Dice che non ha mai parlato della relazione. Ma, guarda caso, è convinto che molte possano riconoscere in lui il protagonista della vicenda. Così, a intuito, senza alcun indizio…
Ma di cosa mi meraviglio? È normale che gli uomini, come le donne, promuovano se stessi, ed è normale usare anche questi strumenti, se necessario, per dare enfasi alla propria ars amandi.
Ingenua sono io che me ne stupisco.
Strano, strano davvero, se penso che il suo comportamento è diffuso, normale direi.
Figuriamoci, per una che ha conosciuto un certo mondo, sapere che un uomo fa il grillo, non è proprio un fatto sorprendente. Oddio, da lui non me l’aspettavo.
Lo ha fatto ogni volta che aveva in atto una conquista, e, in diversi casi, ha avuto gli esiti sperati.
Ma stavolta no, stavolta non gli è piaciuta perché ci sono pezzi che svelavo qualcosa che non si deve sapere, perché lui è sincero, i suoi sentimenti sono puliti e raccontare che fa l’amore con me mentre scopa le altre, non va bene, perché queste altre – ignoravo io – sono le lettrici che lui aveva dirottato qui quando doveva rappresentarsi.

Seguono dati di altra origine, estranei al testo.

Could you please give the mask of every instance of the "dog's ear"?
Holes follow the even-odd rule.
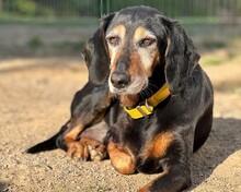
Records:
[[[182,89],[185,80],[198,64],[200,57],[192,39],[177,22],[167,19],[164,25],[168,27],[165,80],[171,94],[176,95]]]
[[[114,15],[113,13],[101,20],[99,28],[93,37],[88,40],[82,51],[89,70],[89,81],[95,86],[102,85],[108,77],[110,56],[105,41],[105,32]]]

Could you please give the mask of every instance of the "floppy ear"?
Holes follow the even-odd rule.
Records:
[[[114,17],[114,13],[101,20],[99,28],[85,44],[83,57],[89,70],[89,81],[95,86],[102,85],[108,77],[110,56],[105,41],[105,31]]]
[[[165,80],[172,95],[180,93],[185,80],[198,64],[199,55],[184,28],[175,21],[167,20]]]

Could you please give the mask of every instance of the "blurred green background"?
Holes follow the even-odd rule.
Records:
[[[180,21],[200,52],[239,53],[241,0],[0,0],[0,57],[77,56],[103,14],[138,4]]]

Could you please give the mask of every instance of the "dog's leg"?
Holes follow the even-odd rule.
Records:
[[[71,157],[79,158],[82,160],[105,159],[107,157],[107,152],[105,145],[103,144],[103,140],[106,132],[107,125],[104,121],[102,121],[93,127],[90,127],[89,129],[85,129],[79,135],[80,139],[66,139],[66,141],[68,142],[67,154]]]
[[[179,130],[183,128],[179,128]],[[161,172],[161,175],[141,188],[139,192],[179,192],[190,187],[192,133],[183,129],[181,134],[185,134],[185,137],[175,131],[160,132],[146,143],[138,157],[137,169],[140,172]]]
[[[190,185],[190,167],[185,164],[176,164],[170,165],[160,177],[139,189],[138,192],[180,192]]]
[[[128,148],[111,141],[107,144],[107,152],[113,167],[118,172],[130,175],[136,171],[136,159]]]

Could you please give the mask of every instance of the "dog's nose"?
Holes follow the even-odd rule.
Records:
[[[127,73],[113,73],[111,76],[111,82],[116,88],[124,88],[130,81]]]

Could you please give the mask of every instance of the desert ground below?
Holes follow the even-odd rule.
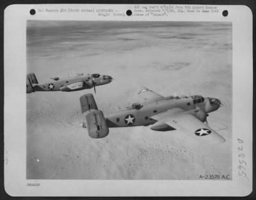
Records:
[[[232,178],[232,24],[217,22],[28,21],[27,73],[39,83],[76,73],[110,84],[70,93],[27,94],[27,178]],[[224,104],[210,127],[226,142],[205,145],[179,131],[110,128],[93,139],[80,124],[79,97],[93,94],[105,115],[138,101],[147,87],[163,96],[200,95]]]

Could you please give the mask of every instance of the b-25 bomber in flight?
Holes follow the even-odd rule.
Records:
[[[141,104],[133,104],[106,118],[98,109],[92,94],[83,95],[80,97],[85,119],[83,127],[87,127],[92,138],[107,136],[109,128],[149,126],[156,131],[179,130],[204,143],[225,141],[207,121],[208,113],[222,105],[219,99],[200,95],[164,97],[146,88],[140,91],[138,95],[142,99]]]
[[[60,79],[59,77],[51,78],[53,81],[44,84],[39,84],[34,73],[27,75],[27,93],[35,91],[74,91],[93,88],[96,93],[95,86],[111,82],[113,78],[110,75],[99,73],[83,75],[78,73],[72,77]]]

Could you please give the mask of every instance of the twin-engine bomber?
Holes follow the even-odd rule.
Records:
[[[92,138],[107,136],[109,128],[150,125],[152,130],[156,131],[180,130],[204,143],[225,141],[209,127],[207,121],[208,113],[222,105],[219,99],[200,95],[164,97],[146,88],[140,91],[138,95],[142,98],[142,103],[133,104],[106,118],[98,109],[92,94],[83,95],[80,97],[85,119],[83,127],[87,127]]]
[[[99,73],[87,74],[78,73],[73,77],[60,79],[59,77],[51,78],[54,81],[39,84],[34,73],[27,75],[27,93],[35,91],[74,91],[93,88],[96,93],[95,86],[104,85],[111,82],[113,78],[110,75],[100,75]]]

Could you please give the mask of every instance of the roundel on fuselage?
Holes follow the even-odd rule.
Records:
[[[135,117],[132,114],[128,114],[124,118],[124,122],[127,125],[132,125],[135,122]]]

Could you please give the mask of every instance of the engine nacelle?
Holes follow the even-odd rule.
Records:
[[[27,93],[31,93],[35,92],[33,84],[38,84],[36,75],[34,73],[31,73],[27,75],[26,87]]]
[[[202,122],[205,122],[206,121],[206,118],[207,117],[207,114],[205,112],[201,110],[200,108],[196,107],[196,110],[195,111],[195,116],[200,119]]]
[[[175,128],[168,126],[166,123],[161,121],[157,121],[155,123],[150,127],[150,129],[156,131],[168,131],[175,130]]]
[[[93,111],[86,115],[87,128],[89,136],[102,138],[108,135],[109,129],[101,111]]]

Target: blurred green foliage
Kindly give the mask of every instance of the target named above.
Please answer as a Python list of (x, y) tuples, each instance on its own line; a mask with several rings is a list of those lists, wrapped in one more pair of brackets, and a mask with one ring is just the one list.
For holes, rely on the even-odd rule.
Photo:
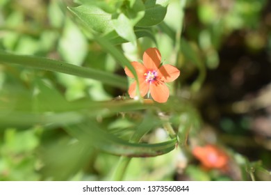
[[(208, 74), (237, 41), (227, 42), (232, 34), (243, 33), (252, 55), (271, 54), (267, 6), (0, 0), (0, 180), (269, 180), (270, 157), (249, 161), (225, 137), (205, 134), (200, 110)], [(123, 68), (135, 73), (129, 61), (151, 47), (181, 70), (166, 104), (127, 95)], [(225, 117), (218, 128), (234, 135), (248, 128), (246, 118), (238, 126)], [(206, 171), (191, 155), (213, 140), (227, 148), (231, 172)]]

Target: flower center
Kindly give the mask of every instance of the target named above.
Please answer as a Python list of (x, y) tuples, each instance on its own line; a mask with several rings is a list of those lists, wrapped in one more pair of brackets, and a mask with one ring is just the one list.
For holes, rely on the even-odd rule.
[(156, 79), (158, 74), (157, 72), (155, 70), (153, 71), (149, 70), (148, 72), (144, 74), (144, 75), (146, 76), (146, 79), (145, 79), (146, 82), (151, 83)]

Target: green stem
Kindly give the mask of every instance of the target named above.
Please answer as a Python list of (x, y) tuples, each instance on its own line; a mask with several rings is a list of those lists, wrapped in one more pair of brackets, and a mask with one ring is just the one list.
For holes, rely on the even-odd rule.
[(124, 77), (56, 60), (37, 56), (15, 55), (0, 51), (0, 63), (90, 78), (122, 88), (127, 87), (127, 80)]

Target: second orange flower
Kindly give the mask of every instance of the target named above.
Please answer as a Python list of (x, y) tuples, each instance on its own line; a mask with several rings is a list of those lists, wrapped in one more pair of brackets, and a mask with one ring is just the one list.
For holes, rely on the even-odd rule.
[[(165, 83), (175, 80), (180, 75), (180, 71), (170, 64), (161, 65), (161, 55), (156, 48), (149, 48), (143, 54), (143, 64), (133, 61), (131, 63), (136, 70), (139, 81), (140, 95), (144, 97), (150, 93), (152, 98), (160, 103), (167, 102), (170, 90)], [(125, 73), (134, 78), (133, 75), (126, 67)], [(131, 98), (136, 96), (136, 81), (134, 81), (128, 91)]]

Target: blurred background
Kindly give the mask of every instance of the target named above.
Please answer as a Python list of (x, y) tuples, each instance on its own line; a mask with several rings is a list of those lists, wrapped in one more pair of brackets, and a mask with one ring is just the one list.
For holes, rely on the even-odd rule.
[[(172, 96), (184, 100), (178, 100), (181, 106), (189, 102), (188, 109), (193, 110), (189, 123), (197, 127), (186, 134), (184, 146), (156, 157), (133, 158), (124, 180), (271, 180), (271, 1), (186, 1), (183, 13), (183, 1), (169, 1), (163, 22), (148, 28), (154, 38), (138, 38), (136, 47), (129, 42), (116, 47), (130, 61), (139, 61), (145, 49), (156, 46), (162, 61), (179, 68)], [(125, 76), (118, 62), (88, 38), (67, 8), (76, 6), (67, 0), (0, 0), (0, 49)], [(120, 95), (128, 98), (126, 91), (93, 79), (6, 65), (0, 59), (0, 180), (110, 180), (120, 157), (73, 145), (74, 139), (53, 122), (31, 125), (26, 122), (31, 116), (19, 111), (31, 104), (35, 110), (38, 99), (45, 105), (85, 98), (118, 101)], [(36, 99), (35, 94), (42, 95)], [(12, 112), (13, 99), (18, 115)], [(12, 114), (7, 115), (3, 105)], [(142, 114), (123, 114), (96, 119), (126, 137), (124, 130), (131, 130), (133, 120)], [(181, 120), (185, 114), (178, 115)], [(52, 121), (76, 120), (59, 117)], [(144, 141), (164, 136), (157, 128)], [(213, 153), (215, 162), (227, 157), (227, 169), (204, 167), (204, 156), (193, 153), (197, 146), (210, 144), (222, 153)]]

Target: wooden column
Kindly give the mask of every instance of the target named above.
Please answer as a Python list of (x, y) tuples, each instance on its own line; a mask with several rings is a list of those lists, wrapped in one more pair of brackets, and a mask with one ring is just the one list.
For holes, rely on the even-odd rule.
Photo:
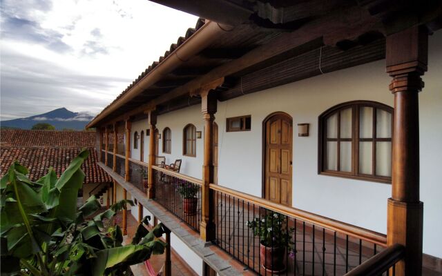
[(157, 112), (155, 109), (152, 108), (146, 111), (148, 115), (148, 125), (149, 125), (149, 161), (147, 169), (147, 198), (155, 198), (155, 183), (153, 179), (153, 169), (152, 166), (155, 165), (155, 126), (157, 124)]
[(107, 197), (106, 198), (106, 208), (108, 209), (110, 206), (110, 185), (108, 184), (108, 192), (106, 193)]
[(171, 230), (166, 228), (166, 260), (164, 261), (164, 276), (172, 275), (172, 262), (171, 258)]
[(117, 185), (118, 185), (118, 183), (117, 183), (116, 181), (113, 181), (113, 188), (112, 188), (113, 190), (113, 195), (112, 195), (112, 204), (114, 204), (115, 202), (117, 202)]
[(104, 150), (106, 154), (104, 155), (104, 166), (108, 166), (108, 150), (109, 150), (109, 132), (106, 127), (104, 130)]
[(132, 127), (132, 123), (129, 119), (126, 120), (125, 128), (126, 128), (126, 150), (125, 150), (125, 159), (124, 159), (124, 180), (126, 181), (131, 181), (131, 168), (129, 166), (129, 158), (131, 158), (131, 128)]
[(117, 123), (113, 124), (113, 161), (112, 170), (117, 171), (117, 152), (118, 150), (118, 128)]
[(202, 221), (200, 233), (206, 241), (215, 238), (213, 223), (213, 197), (209, 184), (213, 183), (213, 121), (216, 113), (217, 99), (215, 92), (207, 90), (201, 92), (201, 111), (204, 120), (204, 152), (202, 165)]
[[(123, 188), (123, 199), (127, 199), (127, 191)], [(127, 207), (127, 206), (125, 206)], [(127, 235), (127, 208), (123, 209), (123, 228), (122, 229), (123, 235)]]
[(206, 262), (202, 261), (202, 276), (216, 276), (216, 271), (213, 270)]
[(422, 273), (423, 204), (419, 200), (419, 92), (427, 70), (428, 34), (413, 27), (387, 37), (387, 72), (394, 95), (392, 197), (388, 199), (387, 240), (405, 247), (397, 276)]
[(143, 206), (138, 202), (138, 222), (141, 222), (143, 219)]
[(98, 143), (99, 144), (98, 146), (98, 161), (104, 162), (104, 160), (102, 160), (102, 151), (103, 150), (103, 129), (102, 128), (97, 128), (97, 131), (98, 135), (99, 135), (98, 137)]

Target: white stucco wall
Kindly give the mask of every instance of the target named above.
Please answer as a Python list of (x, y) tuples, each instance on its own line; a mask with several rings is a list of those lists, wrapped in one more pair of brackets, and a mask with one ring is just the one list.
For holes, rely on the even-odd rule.
[[(86, 200), (88, 200), (88, 199), (90, 197), (89, 193), (90, 193), (92, 190), (93, 190), (97, 186), (97, 184), (83, 184), (83, 204), (85, 204)], [(112, 193), (112, 188), (110, 189), (110, 193)], [(102, 206), (106, 206), (107, 204), (107, 195), (108, 193), (107, 192), (106, 192), (103, 194), (103, 195), (97, 199)], [(111, 195), (110, 197), (112, 197)]]
[[(438, 257), (442, 257), (439, 237), (442, 233), (442, 181), (438, 173), (442, 165), (441, 49), (442, 32), (439, 32), (430, 37), (428, 72), (423, 77), (425, 87), (419, 95), (423, 251)], [(261, 196), (262, 121), (269, 114), (282, 111), (292, 117), (294, 126), (310, 124), (307, 137), (298, 137), (294, 127), (294, 206), (385, 233), (390, 184), (318, 175), (318, 117), (332, 106), (353, 100), (376, 101), (392, 106), (394, 96), (388, 90), (391, 78), (385, 70), (385, 61), (379, 61), (219, 102), (215, 115), (219, 127), (219, 184)], [(251, 131), (225, 131), (227, 117), (247, 115), (251, 115)], [(160, 133), (165, 127), (172, 132), (171, 153), (162, 152), (160, 139), (160, 155), (166, 157), (167, 164), (182, 159), (181, 172), (200, 179), (203, 139), (197, 139), (196, 157), (182, 156), (183, 128), (187, 124), (193, 124), (204, 135), (199, 105), (158, 117)], [(140, 133), (146, 126), (146, 120), (135, 122), (133, 133), (135, 130)], [(146, 148), (148, 145), (146, 137)], [(136, 150), (132, 156), (137, 158)]]

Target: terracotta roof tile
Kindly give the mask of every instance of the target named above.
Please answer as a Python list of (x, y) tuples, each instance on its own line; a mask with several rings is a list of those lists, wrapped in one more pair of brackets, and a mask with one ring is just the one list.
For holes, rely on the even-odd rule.
[(81, 148), (87, 148), (90, 155), (81, 166), (86, 174), (84, 183), (112, 181), (97, 164), (95, 132), (2, 130), (0, 135), (1, 176), (17, 160), (29, 169), (31, 180), (37, 180), (45, 175), (50, 167), (54, 168), (59, 177)]
[(1, 146), (94, 147), (95, 132), (59, 130), (0, 130)]

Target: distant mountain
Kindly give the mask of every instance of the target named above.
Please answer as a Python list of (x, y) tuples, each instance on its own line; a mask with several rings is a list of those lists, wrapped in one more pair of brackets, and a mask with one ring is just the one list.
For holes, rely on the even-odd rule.
[(0, 126), (1, 128), (31, 129), (32, 126), (36, 124), (48, 123), (59, 130), (64, 128), (81, 130), (84, 130), (86, 125), (93, 119), (93, 116), (88, 114), (74, 112), (68, 110), (65, 108), (61, 108), (27, 118), (1, 121), (0, 121)]

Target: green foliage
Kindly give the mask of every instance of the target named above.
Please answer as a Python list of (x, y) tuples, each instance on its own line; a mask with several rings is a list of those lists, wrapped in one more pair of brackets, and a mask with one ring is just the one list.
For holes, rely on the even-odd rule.
[(246, 221), (246, 226), (253, 230), (253, 235), (260, 237), (265, 246), (287, 246), (290, 249), (293, 245), (293, 229), (288, 227), (287, 216), (284, 215), (265, 210), (260, 217)]
[(32, 126), (33, 130), (55, 130), (55, 127), (48, 123), (38, 123)]
[(31, 181), (28, 169), (17, 161), (1, 178), (2, 275), (127, 275), (129, 266), (164, 252), (166, 244), (158, 239), (164, 233), (161, 224), (151, 232), (139, 226), (133, 244), (126, 246), (118, 226), (104, 226), (104, 221), (133, 204), (131, 201), (117, 202), (92, 219), (88, 217), (100, 208), (95, 197), (77, 208), (84, 180), (81, 166), (88, 155), (82, 150), (59, 178), (50, 168)]

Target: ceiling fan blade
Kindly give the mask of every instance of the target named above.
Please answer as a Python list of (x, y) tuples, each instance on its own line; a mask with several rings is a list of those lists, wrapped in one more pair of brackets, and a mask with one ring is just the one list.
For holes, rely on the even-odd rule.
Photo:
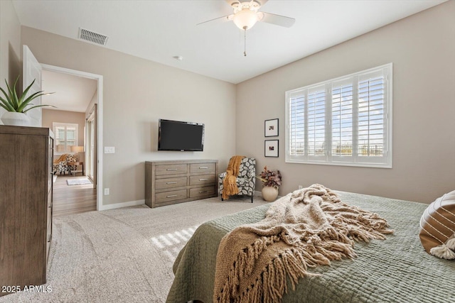
[(276, 15), (274, 13), (264, 12), (258, 12), (257, 13), (263, 15), (263, 17), (259, 20), (260, 21), (275, 24), (279, 26), (284, 26), (286, 28), (290, 28), (296, 21), (296, 19), (294, 19), (294, 18), (286, 17), (281, 15)]
[(218, 18), (215, 18), (215, 19), (210, 19), (210, 20), (208, 20), (206, 21), (201, 22), (200, 23), (196, 24), (196, 26), (198, 26), (200, 24), (206, 23), (208, 22), (215, 21), (218, 21), (220, 22), (230, 21), (232, 20), (232, 18), (233, 16), (234, 15), (223, 16), (223, 17), (218, 17)]

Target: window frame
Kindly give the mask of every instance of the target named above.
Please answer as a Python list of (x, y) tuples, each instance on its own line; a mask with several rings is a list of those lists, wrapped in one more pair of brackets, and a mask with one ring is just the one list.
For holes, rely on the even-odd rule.
[[(64, 127), (65, 128), (65, 150), (63, 151), (58, 151), (57, 150), (57, 141), (58, 138), (57, 138), (57, 132), (55, 131), (55, 128), (57, 127)], [(71, 153), (71, 146), (67, 144), (68, 143), (68, 128), (75, 128), (76, 131), (75, 133), (75, 146), (77, 146), (79, 143), (79, 124), (78, 123), (62, 123), (62, 122), (53, 122), (52, 123), (52, 130), (54, 133), (54, 136), (55, 136), (54, 140), (54, 155), (61, 155), (65, 153)]]
[[(358, 123), (358, 113), (359, 113), (359, 99), (358, 99), (358, 85), (361, 81), (363, 81), (365, 77), (368, 77), (370, 75), (380, 75), (384, 76), (384, 88), (383, 88), (383, 122), (382, 122), (382, 134), (384, 136), (383, 140), (383, 153), (382, 156), (361, 156), (359, 155), (359, 123)], [(289, 163), (303, 163), (303, 164), (318, 164), (326, 165), (341, 165), (341, 166), (353, 166), (353, 167), (382, 167), (382, 168), (392, 168), (392, 63), (388, 63), (386, 65), (380, 65), (376, 67), (362, 70), (358, 72), (350, 74), (346, 76), (339, 77), (337, 78), (331, 79), (329, 80), (323, 81), (321, 82), (316, 83), (314, 84), (307, 85), (303, 87), (299, 87), (295, 89), (291, 89), (286, 92), (285, 94), (285, 112), (286, 112), (286, 162)], [(370, 76), (371, 77), (371, 76)], [(332, 92), (335, 90), (336, 87), (334, 84), (340, 84), (343, 83), (350, 83), (352, 85), (352, 130), (351, 130), (351, 149), (352, 155), (333, 155), (333, 117), (332, 116), (333, 106), (335, 103), (334, 99), (332, 96)], [(307, 152), (307, 143), (308, 143), (308, 130), (306, 123), (308, 121), (308, 111), (306, 107), (308, 105), (304, 105), (303, 109), (303, 116), (301, 114), (301, 110), (299, 114), (301, 116), (303, 116), (304, 123), (301, 123), (301, 129), (303, 131), (303, 140), (301, 136), (301, 132), (299, 135), (300, 142), (302, 142), (304, 146), (304, 152), (300, 155), (291, 155), (291, 143), (295, 143), (297, 140), (291, 141), (291, 132), (296, 130), (296, 128), (292, 128), (291, 125), (291, 122), (296, 123), (296, 116), (292, 115), (291, 121), (291, 111), (294, 110), (296, 111), (296, 107), (294, 109), (291, 109), (291, 99), (296, 99), (297, 97), (304, 99), (303, 104), (305, 102), (308, 103), (308, 99), (306, 98), (308, 94), (308, 92), (311, 92), (316, 89), (318, 87), (323, 87), (325, 92), (325, 125), (324, 125), (324, 153), (323, 155), (308, 155)], [(370, 100), (368, 101), (370, 102)], [(372, 112), (373, 110), (368, 110), (368, 113)], [(370, 121), (370, 120), (368, 120)], [(370, 136), (368, 135), (368, 139), (370, 140)], [(294, 137), (295, 138), (295, 137)], [(340, 139), (340, 142), (341, 139)], [(341, 144), (341, 143), (340, 143)], [(296, 144), (294, 144), (293, 147), (294, 148)]]

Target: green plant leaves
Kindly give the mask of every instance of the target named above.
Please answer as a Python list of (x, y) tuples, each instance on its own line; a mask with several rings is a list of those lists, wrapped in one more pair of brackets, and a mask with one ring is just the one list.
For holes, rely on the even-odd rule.
[[(26, 88), (26, 89), (23, 91), (21, 97), (18, 97), (17, 94), (16, 93), (16, 84), (17, 84), (17, 82), (19, 79), (19, 77), (20, 76), (18, 76), (17, 79), (14, 82), (14, 85), (13, 86), (12, 89), (9, 87), (9, 85), (8, 84), (8, 82), (6, 82), (6, 79), (5, 79), (5, 83), (6, 83), (6, 88), (8, 89), (8, 93), (6, 93), (6, 92), (2, 88), (0, 88), (0, 90), (1, 91), (3, 94), (5, 96), (4, 99), (0, 97), (0, 101), (1, 101), (0, 103), (0, 106), (3, 107), (8, 111), (16, 111), (18, 113), (26, 113), (31, 109), (35, 109), (36, 107), (42, 107), (42, 106), (55, 107), (52, 105), (41, 104), (41, 105), (35, 105), (32, 107), (26, 109), (26, 107), (28, 106), (33, 105), (33, 104), (30, 103), (33, 99), (38, 98), (41, 96), (43, 96), (45, 94), (48, 94), (44, 93), (43, 91), (37, 92), (34, 94), (32, 94), (26, 99), (25, 99), (26, 96), (27, 95), (27, 93), (28, 92), (31, 87), (33, 85), (33, 83), (35, 83), (35, 80), (33, 80), (30, 84), (30, 85), (28, 85), (27, 88)], [(49, 93), (49, 94), (53, 94), (53, 93)]]

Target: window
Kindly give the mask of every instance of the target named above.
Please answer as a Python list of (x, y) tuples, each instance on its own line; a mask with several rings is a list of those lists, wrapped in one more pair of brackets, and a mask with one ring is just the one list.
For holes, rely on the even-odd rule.
[(286, 162), (392, 167), (392, 63), (286, 92)]
[(54, 153), (71, 153), (71, 146), (77, 145), (78, 124), (54, 122), (52, 126), (55, 136)]

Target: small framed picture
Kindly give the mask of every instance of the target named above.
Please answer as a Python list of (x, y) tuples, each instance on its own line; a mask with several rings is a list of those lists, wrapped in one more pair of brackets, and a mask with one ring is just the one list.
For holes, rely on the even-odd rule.
[(278, 157), (278, 140), (265, 140), (264, 141), (265, 157)]
[(278, 136), (278, 119), (266, 120), (264, 121), (264, 128), (266, 137)]

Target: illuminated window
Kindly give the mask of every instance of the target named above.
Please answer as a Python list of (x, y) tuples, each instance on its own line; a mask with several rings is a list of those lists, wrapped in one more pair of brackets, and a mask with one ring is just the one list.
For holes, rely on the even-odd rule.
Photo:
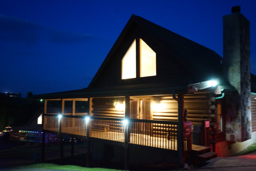
[(142, 39), (140, 42), (140, 77), (156, 76), (156, 53)]
[(122, 60), (122, 79), (136, 78), (136, 41), (134, 40)]
[(217, 105), (217, 109), (218, 112), (218, 129), (222, 131), (222, 118), (221, 115), (221, 105), (220, 103), (218, 103)]
[[(156, 75), (156, 53), (141, 39), (139, 39), (140, 77)], [(122, 61), (122, 79), (136, 78), (136, 40), (135, 40)]]
[(39, 116), (38, 118), (37, 118), (37, 124), (42, 124), (42, 117), (43, 116), (42, 115), (42, 114), (41, 114), (41, 115), (40, 116)]

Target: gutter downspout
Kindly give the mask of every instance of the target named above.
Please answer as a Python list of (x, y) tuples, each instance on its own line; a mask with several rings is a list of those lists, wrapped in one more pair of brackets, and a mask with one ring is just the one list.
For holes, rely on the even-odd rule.
[(174, 99), (178, 101), (178, 160), (179, 165), (182, 166), (184, 163), (184, 159), (183, 154), (184, 145), (182, 142), (183, 135), (183, 116), (182, 114), (184, 108), (184, 101), (183, 100), (184, 95), (181, 94), (178, 95), (178, 98), (176, 97), (175, 96), (175, 90), (172, 90), (172, 97)]

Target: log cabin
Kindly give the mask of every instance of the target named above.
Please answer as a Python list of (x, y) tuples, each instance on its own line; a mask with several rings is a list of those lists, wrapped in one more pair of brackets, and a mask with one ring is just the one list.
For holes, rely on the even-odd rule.
[(126, 169), (230, 156), (256, 142), (250, 22), (232, 11), (223, 58), (132, 15), (87, 88), (34, 96), (44, 101), (44, 134), (86, 139), (87, 165), (107, 156)]

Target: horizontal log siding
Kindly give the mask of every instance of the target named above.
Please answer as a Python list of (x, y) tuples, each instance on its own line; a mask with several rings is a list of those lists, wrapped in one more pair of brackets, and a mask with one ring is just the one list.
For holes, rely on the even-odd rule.
[(124, 97), (94, 98), (92, 99), (93, 116), (98, 117), (124, 118), (124, 111), (120, 111), (110, 103), (115, 99), (119, 103), (124, 102)]
[[(215, 101), (214, 94), (210, 91), (204, 91), (204, 93), (200, 91), (184, 96), (184, 108), (188, 113), (188, 121), (191, 121), (193, 125), (201, 125), (202, 117), (210, 117), (212, 114), (210, 109), (213, 107), (212, 102)], [(156, 101), (160, 101), (157, 106), (159, 108), (152, 109), (153, 119), (178, 121), (178, 102), (172, 96), (155, 96), (153, 101), (155, 103)]]
[(256, 95), (251, 94), (252, 132), (256, 131), (256, 99), (254, 98), (256, 98)]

Ecco l’effetto delle mezze verità: rassicurarmi che nessuno sapeva di noi, e poi crollare davanti ad un racconto che lo smaschera.
Ma poi perché dovrebbe essere noto che si tratta di lui?
Allora, sapevano o non sapevano? E per fortuna che parliamo di web. Elementare Watson!
Quando parlavo di altre esperienze, era solidale, comprensivo, giudicava la grettezza degli uomini. E so, che se lo stesso racconto avesse un protagonista diverso, lui ne direbbe male.
Ma il protagonista è lui, adesso, e dunque, dice male di me, stavolta: “non dovevo raccontare delle nostre telefonate erotiche e delle sue parole d’amore”.
Non dovevo. Con lui ho perso anche la libertà di scrivere il vero. Dovrei cominciare a pensare a racconti di fantasia o arricchiti dall’immaginario. Dovrei trasformare il mio diario virtuale in un sito di racconti, ma lui sapeva che scrivo la mia storia, e la mia storia racconta di me e del partner della vicenda narrata… la mia storia, con tutto il rispetto per la privacy che non viene mai, e sottolineo mai, lesa.
Adesso teme per l’opinione che si ha di lui. Ora sta male. Voleva dare si sé un’opinione diversa.
Io che ho vissuto di sostanza più che di opinioni, vivo di essere, di ciò che è, ne sono sconcertata.
E sapere che ha più a cuore il giudizio che le altre hanno di lui (altre di cui non ho mai fatto nomi), che la verità, mi addolora di più.
Dunque, chi sono io, in definitiva?
Quello che ho sempre sostenuto in queste pagine. Mi pare di averne conferma, oggi, dall’uomo che mi ha amata.